2. **Named regions** — extend ContextPlan with named, independently
   updatable regions. Start with three: spatial (where-am-i.md
   content), working_stack (manual), episodic (conversation).
3. **Overwrite semantics** — regions update in place instead of
   appending. The spatial region is the proof of concept: update it
   every turn, measure token cost (should be zero net).
4. **Graph integration** — bring the poc-memory graph into poc-agent
   as a library. Render viewport into spatial region.
5. **Viewport save/restore** — serialize viewport on /switch, restore
   on /resume. This is the task switching payoff.
6. **Region-aware compaction** — structured regions survive
   compaction.

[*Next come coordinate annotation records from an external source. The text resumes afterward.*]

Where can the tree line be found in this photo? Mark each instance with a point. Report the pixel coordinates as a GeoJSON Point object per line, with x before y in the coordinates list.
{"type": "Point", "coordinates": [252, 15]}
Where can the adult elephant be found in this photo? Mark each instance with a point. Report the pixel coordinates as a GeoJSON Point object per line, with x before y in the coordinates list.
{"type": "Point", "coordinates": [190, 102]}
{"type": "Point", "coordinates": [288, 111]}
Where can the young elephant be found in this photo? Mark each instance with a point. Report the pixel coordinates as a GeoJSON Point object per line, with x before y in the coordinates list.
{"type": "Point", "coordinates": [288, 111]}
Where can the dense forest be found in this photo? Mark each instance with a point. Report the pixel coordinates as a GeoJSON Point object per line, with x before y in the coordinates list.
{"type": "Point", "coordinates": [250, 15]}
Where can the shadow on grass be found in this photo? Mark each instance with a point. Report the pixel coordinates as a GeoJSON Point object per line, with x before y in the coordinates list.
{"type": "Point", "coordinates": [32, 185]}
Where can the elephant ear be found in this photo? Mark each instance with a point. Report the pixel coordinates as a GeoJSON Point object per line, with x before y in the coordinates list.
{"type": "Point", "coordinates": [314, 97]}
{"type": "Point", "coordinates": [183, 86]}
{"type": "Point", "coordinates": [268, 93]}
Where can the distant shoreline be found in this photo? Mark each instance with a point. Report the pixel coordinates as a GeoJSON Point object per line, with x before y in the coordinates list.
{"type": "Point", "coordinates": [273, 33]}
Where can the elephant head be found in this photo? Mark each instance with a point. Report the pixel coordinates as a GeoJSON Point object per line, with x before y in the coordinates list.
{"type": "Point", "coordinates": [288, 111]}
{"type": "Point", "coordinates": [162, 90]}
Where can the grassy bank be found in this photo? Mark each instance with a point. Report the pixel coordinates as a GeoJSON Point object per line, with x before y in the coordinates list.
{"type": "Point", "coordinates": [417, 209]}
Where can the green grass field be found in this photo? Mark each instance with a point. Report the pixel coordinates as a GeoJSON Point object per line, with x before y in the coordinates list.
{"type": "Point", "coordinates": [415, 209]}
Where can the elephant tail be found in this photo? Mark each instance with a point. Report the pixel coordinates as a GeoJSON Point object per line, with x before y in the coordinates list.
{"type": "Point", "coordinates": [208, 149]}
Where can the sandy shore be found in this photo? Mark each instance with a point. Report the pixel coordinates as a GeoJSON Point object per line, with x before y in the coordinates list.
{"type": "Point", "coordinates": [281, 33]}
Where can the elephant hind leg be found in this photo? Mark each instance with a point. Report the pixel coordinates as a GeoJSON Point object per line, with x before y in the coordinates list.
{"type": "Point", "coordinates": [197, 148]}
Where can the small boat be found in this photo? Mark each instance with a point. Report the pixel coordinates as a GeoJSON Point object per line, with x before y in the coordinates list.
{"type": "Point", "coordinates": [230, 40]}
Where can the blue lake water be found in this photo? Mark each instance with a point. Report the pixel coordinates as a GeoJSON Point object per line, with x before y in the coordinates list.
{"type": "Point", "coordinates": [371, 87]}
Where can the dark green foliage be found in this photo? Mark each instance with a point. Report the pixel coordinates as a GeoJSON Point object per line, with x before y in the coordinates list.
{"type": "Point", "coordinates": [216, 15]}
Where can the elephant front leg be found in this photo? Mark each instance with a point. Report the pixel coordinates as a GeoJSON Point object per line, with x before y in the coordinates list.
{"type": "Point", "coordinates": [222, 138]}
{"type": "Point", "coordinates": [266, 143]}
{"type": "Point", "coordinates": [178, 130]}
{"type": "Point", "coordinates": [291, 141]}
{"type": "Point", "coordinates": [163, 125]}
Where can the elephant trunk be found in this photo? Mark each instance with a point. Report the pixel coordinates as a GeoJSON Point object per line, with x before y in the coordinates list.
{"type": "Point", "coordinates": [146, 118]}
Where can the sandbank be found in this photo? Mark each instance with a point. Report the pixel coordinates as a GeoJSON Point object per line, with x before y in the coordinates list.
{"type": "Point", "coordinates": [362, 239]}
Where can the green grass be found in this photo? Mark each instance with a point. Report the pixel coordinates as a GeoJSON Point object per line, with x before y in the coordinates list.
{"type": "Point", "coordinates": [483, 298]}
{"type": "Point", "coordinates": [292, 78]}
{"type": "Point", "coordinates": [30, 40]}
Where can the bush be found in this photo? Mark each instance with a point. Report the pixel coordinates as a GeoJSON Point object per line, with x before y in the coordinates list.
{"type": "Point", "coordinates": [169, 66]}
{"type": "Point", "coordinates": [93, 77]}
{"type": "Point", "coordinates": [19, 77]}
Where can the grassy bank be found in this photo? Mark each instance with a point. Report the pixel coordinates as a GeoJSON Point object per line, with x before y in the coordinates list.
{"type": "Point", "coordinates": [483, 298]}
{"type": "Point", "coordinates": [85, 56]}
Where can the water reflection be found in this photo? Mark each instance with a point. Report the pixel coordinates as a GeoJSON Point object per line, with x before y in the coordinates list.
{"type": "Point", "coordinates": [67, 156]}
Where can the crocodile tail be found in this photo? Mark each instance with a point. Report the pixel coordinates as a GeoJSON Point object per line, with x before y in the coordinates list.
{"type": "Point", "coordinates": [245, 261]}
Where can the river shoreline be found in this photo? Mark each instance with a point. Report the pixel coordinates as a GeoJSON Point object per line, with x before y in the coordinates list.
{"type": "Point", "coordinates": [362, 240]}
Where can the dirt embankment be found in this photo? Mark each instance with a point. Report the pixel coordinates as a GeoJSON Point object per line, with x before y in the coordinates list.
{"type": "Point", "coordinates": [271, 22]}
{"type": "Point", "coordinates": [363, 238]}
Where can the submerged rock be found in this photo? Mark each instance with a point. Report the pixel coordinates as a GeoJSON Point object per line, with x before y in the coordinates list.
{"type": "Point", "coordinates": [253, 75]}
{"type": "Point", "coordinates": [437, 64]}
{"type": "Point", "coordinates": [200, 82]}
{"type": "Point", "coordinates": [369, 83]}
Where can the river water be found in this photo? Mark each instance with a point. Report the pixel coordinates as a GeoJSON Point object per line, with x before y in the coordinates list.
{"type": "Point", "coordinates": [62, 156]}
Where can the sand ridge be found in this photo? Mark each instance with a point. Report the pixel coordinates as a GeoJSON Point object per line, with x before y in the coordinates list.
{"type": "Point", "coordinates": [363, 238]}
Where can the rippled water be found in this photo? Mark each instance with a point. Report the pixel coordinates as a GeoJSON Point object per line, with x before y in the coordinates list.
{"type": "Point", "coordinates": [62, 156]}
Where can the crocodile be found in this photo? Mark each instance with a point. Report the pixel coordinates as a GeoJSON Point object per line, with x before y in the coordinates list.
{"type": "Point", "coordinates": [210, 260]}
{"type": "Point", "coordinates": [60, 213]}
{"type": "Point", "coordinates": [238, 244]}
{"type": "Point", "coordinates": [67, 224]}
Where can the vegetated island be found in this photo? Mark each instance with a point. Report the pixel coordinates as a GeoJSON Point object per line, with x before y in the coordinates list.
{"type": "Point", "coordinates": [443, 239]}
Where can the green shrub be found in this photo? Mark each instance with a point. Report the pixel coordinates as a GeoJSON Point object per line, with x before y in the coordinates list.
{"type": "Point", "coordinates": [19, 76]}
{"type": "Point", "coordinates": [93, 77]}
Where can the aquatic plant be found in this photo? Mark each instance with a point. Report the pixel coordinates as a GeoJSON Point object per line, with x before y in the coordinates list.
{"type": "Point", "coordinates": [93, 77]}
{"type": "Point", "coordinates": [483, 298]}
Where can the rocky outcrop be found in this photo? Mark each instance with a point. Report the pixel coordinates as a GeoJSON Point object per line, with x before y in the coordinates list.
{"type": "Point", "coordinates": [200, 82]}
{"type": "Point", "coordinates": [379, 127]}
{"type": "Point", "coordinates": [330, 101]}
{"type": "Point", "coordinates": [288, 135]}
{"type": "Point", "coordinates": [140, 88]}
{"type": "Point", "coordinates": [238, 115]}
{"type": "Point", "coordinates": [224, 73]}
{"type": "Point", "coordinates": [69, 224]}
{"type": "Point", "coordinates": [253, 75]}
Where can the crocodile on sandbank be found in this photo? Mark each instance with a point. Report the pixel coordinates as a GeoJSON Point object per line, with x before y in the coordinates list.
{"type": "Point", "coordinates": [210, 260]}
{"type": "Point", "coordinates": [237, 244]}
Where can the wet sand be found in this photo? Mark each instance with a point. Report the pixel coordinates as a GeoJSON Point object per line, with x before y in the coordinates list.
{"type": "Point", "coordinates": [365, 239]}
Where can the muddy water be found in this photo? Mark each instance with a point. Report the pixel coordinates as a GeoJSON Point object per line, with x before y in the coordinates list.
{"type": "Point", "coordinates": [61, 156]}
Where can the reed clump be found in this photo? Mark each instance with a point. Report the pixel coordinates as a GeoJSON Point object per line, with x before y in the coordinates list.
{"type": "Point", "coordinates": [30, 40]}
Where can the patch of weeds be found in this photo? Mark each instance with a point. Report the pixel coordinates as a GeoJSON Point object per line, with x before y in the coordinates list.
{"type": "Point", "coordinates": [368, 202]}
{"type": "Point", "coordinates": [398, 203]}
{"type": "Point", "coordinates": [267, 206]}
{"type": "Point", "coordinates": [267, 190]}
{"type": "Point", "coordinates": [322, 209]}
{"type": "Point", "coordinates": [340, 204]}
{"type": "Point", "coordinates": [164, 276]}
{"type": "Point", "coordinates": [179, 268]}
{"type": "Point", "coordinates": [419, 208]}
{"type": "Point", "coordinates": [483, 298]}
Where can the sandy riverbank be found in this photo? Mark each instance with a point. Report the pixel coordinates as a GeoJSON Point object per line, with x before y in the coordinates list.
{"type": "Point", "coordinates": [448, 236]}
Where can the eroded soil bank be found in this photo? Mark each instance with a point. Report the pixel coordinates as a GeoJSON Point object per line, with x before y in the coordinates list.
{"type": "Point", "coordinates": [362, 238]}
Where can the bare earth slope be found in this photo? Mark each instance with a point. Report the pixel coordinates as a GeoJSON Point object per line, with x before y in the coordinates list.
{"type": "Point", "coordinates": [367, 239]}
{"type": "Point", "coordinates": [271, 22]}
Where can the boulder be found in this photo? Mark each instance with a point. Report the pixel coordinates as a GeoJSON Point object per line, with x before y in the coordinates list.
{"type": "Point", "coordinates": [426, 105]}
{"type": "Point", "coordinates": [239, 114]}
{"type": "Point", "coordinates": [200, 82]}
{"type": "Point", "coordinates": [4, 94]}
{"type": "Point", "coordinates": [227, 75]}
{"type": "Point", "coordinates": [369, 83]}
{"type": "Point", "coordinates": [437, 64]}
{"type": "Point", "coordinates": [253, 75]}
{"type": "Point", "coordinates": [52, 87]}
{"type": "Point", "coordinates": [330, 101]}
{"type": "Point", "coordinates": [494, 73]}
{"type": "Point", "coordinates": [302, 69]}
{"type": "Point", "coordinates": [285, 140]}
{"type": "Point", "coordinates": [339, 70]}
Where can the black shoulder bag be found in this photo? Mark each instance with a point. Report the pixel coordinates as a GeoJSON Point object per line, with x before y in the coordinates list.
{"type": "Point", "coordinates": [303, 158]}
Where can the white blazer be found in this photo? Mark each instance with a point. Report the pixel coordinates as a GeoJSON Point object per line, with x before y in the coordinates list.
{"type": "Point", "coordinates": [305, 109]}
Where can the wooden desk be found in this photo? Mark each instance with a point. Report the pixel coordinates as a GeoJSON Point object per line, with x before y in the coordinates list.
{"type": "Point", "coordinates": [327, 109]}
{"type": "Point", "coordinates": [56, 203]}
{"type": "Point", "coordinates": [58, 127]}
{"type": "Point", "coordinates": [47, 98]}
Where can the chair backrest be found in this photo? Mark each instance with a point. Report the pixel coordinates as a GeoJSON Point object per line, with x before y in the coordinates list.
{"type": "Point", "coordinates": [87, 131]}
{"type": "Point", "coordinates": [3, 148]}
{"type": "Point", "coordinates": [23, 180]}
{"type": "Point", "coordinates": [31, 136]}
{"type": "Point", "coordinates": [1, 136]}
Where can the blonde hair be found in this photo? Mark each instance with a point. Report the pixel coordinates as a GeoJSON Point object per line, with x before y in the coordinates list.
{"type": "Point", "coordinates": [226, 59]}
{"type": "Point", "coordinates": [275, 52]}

Episodic region gets journal treatment. Structured
   regions persist unchanged.

Steps 1-3 can be done in a weekend. Steps 4-5 are a larger project
(graph library extraction). Step 6 follows naturally once regions
exist.

### Risks and open questions

- **Token overhead of structured regions.** If the spatial viewport
  is 2K tokens and the working stack is 500 tokens, that's 2.5K
  tokens reserved every turn. On a 200K context window that's ~1%.
  On a 32K window (local models) it's ~8%. Need to measure actual
  utility vs cost per model size.

- **Graph size.** Centrality computation is O(V*E) for betweenness.
  If the graph has 10K nodes (plausible for a full memory + codebase
  map), this could take seconds. May need approximate centrality or
  cached computation with incremental updates.

- **Overwrite fidelity.** The API expects messages as a sequence.
  "Overwriting" a region means either: (a) rebuilding the message
  array each turn with updated region content, or (b) using a mutable
  system message / context message that gets replaced. Option (b)
  is simpler but depends on API behavior with changing system
  prompts mid-conversation.

- **What are ALL the regions?** Kent asked this. Baddeley gives us
  three (visuospatial, phonological, episodic buffer + central
  executive). We've mapped spatial, working stack, episodic. Are
  there others? Candidates: emotional state (amygdala readout, future),
  social context (who's present, their recent activity), sensory
  buffer (recent tool outputs, pending notifications). Worth exploring
  but not blocking on — start with three, add as needed.